Cronaca. Santarcangelo di Romagna, dramma del Gran Sasso: le famiglie delle due vittime chiedono chiarezza sul mancato impiego dell’Aeronautica

A quasi un anno di distanza dalla tragedia consumatasi sulle vette abruzzesi, si riaccendono i riflettori sulla gestione dell’emergenza che ha portato alla scomparsa dei due escursionisti romagnoli. I legali delle famiglie hanno depositato un nuovo documento presso la Procura di Teramo, sollecitando indagini più approfondite sulla catena di comando dei soccorsi e, in particolare, sul motivo per cui non siano stati attivati i mezzi aerei militari nelle prime fasi dell’allarme.

L’incidente, avvenuto il 22 dicembre 2024, costò la vita a Cristian Gualdi e Luca Perazzini, i due alpinisti originari di Santarcangelo di Romagna bloccati sul Gran Sasso. In vista del primo anniversario, i familiari intendono fare piena luce sulle procedure adottate in quelle ore convulse. La nuova memoria difensiva punta a ricostruire, minuto per minuto, le decisioni prese dalla macchina dei soccorsi, concentrandosi su un interrogativo centrale: la mancata attivazione dei reparti di volo dell’Aeronautica Militare.

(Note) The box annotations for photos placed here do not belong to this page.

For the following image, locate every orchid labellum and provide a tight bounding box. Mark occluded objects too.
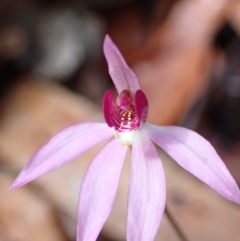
[10,36,240,241]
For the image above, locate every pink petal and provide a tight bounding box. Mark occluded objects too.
[127,131,166,241]
[103,35,140,94]
[77,138,127,241]
[135,90,148,122]
[9,122,113,190]
[144,124,240,204]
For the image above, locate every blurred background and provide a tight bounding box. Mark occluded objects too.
[0,0,240,241]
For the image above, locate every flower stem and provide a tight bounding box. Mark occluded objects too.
[165,204,188,241]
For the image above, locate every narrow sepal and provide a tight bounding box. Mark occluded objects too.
[103,35,140,94]
[77,139,127,241]
[9,122,113,190]
[127,131,166,241]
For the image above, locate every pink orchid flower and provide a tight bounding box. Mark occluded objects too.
[10,36,240,241]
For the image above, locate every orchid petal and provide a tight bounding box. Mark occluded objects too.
[9,122,113,190]
[127,131,166,241]
[135,90,148,122]
[103,90,118,127]
[77,138,127,241]
[103,35,140,94]
[144,124,240,204]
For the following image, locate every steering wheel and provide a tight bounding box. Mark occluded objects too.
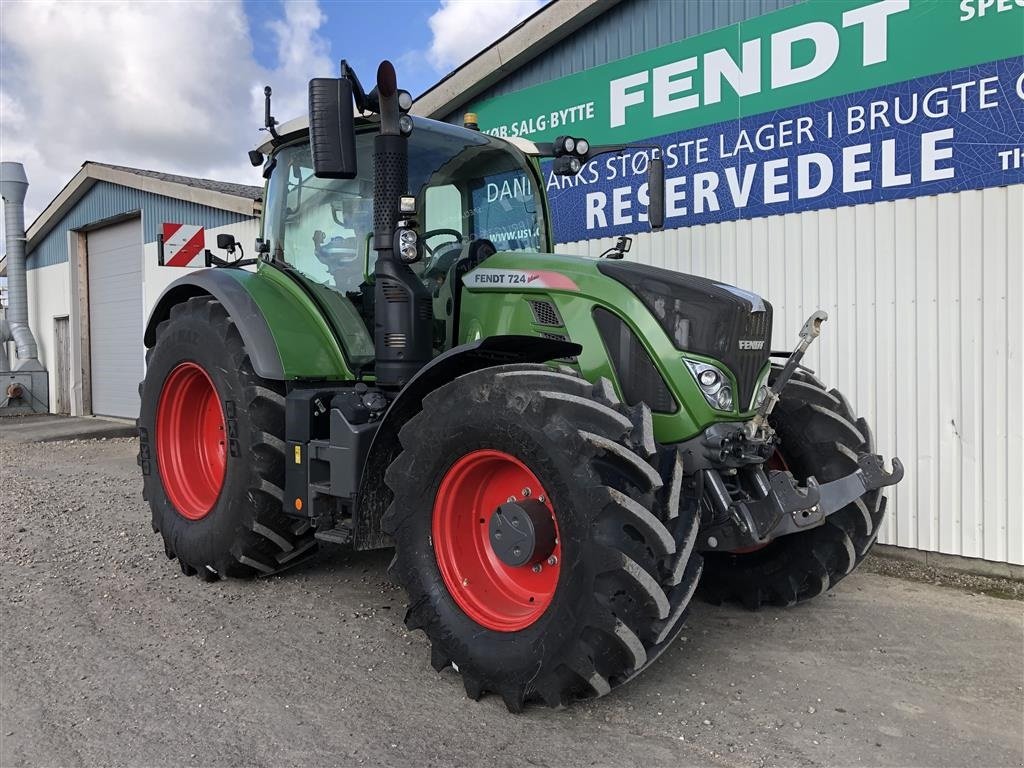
[420,228,462,256]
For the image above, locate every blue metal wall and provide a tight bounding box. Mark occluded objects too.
[26,181,253,269]
[444,0,802,125]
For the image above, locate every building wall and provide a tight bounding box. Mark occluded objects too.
[27,210,259,415]
[556,184,1024,564]
[25,264,71,412]
[27,181,251,270]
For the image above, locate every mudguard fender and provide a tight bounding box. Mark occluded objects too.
[143,269,285,380]
[353,336,583,549]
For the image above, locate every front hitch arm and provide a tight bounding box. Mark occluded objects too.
[700,454,903,552]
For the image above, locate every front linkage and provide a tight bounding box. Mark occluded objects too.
[678,310,903,552]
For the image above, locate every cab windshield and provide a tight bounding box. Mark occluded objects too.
[263,120,548,301]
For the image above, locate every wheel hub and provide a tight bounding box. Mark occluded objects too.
[431,449,561,632]
[157,362,227,520]
[488,500,557,567]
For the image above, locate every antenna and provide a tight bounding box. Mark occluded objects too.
[340,58,377,112]
[263,85,281,141]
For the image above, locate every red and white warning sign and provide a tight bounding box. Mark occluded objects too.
[164,222,206,266]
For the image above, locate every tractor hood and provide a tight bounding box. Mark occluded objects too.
[597,260,772,402]
[459,252,772,441]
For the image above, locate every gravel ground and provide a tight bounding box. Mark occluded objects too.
[0,434,1024,768]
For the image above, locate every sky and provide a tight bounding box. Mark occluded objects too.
[0,0,544,239]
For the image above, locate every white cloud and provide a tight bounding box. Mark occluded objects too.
[427,0,544,71]
[0,0,333,230]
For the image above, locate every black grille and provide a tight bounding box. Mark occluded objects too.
[529,299,565,328]
[541,333,577,362]
[598,260,772,410]
[594,307,679,414]
[381,281,409,304]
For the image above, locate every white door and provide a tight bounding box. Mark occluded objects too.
[86,219,143,419]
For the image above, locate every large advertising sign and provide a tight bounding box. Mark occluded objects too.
[473,0,1024,242]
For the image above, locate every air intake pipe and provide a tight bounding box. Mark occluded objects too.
[0,163,39,369]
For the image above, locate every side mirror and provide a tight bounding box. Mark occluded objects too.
[647,150,665,231]
[309,78,355,178]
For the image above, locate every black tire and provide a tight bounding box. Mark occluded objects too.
[700,369,886,609]
[138,296,315,581]
[384,365,701,712]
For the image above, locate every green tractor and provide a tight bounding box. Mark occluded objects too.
[138,61,902,711]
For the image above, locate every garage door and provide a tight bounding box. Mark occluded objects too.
[86,219,143,419]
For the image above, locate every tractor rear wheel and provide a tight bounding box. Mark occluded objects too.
[701,370,886,609]
[138,296,315,581]
[384,366,701,712]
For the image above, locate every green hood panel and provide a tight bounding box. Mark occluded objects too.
[459,252,751,443]
[232,265,353,380]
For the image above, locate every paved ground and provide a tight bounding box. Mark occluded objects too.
[0,430,1024,768]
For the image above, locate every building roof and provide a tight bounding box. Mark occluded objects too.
[86,161,263,200]
[413,0,620,120]
[26,160,263,253]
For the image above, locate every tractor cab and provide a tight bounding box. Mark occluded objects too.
[262,118,550,364]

Al centro delle richieste avanzate dagli avvocati vi è la necessità di verificare se vi siano state lacune comunicative che abbiano ritardato o impedito un intervento potenzialmente salvavita. I legali chiedono agli inquirenti di ascoltare i piloti in servizio presso le basi di Cervia e Pratica di Mare nella fascia oraria critica compresa tra le 14.56, momento della prima richiesta di aiuto lanciata da Gualdi, e le 21.28. L’obiettivo è stabilire se, in quel lasso di tempo, le condizioni meteorologiche avrebbero permesso il decollo degli elicotteri militari prima del peggioramento definitivo della situazione climatica.

Dalle ricostruzioni fornite dai rappresentanti delle famiglie emerge un dettaglio significativo: non risulterebbe documentata alcuna telefonata di allerta rivolta all’Aeronautica, nonostante le ripetute chiamate di emergenza effettuate dagli alpinisti, i quali avevano anche provveduto a inviare la propria posizione GPS. Attualmente, l’inchiesta vede iscritto nel registro degli indagati un responsabile del Soccorso alpino abruzzese, con l’ipotesi di reato di omicidio colposo legato a presunte omissioni nella gestione dell’intervento. La richiesta dei familiari mira ora a capire se una diversa gestione delle comunicazioni avrebbe potuto cambiare il destino dei due uomini.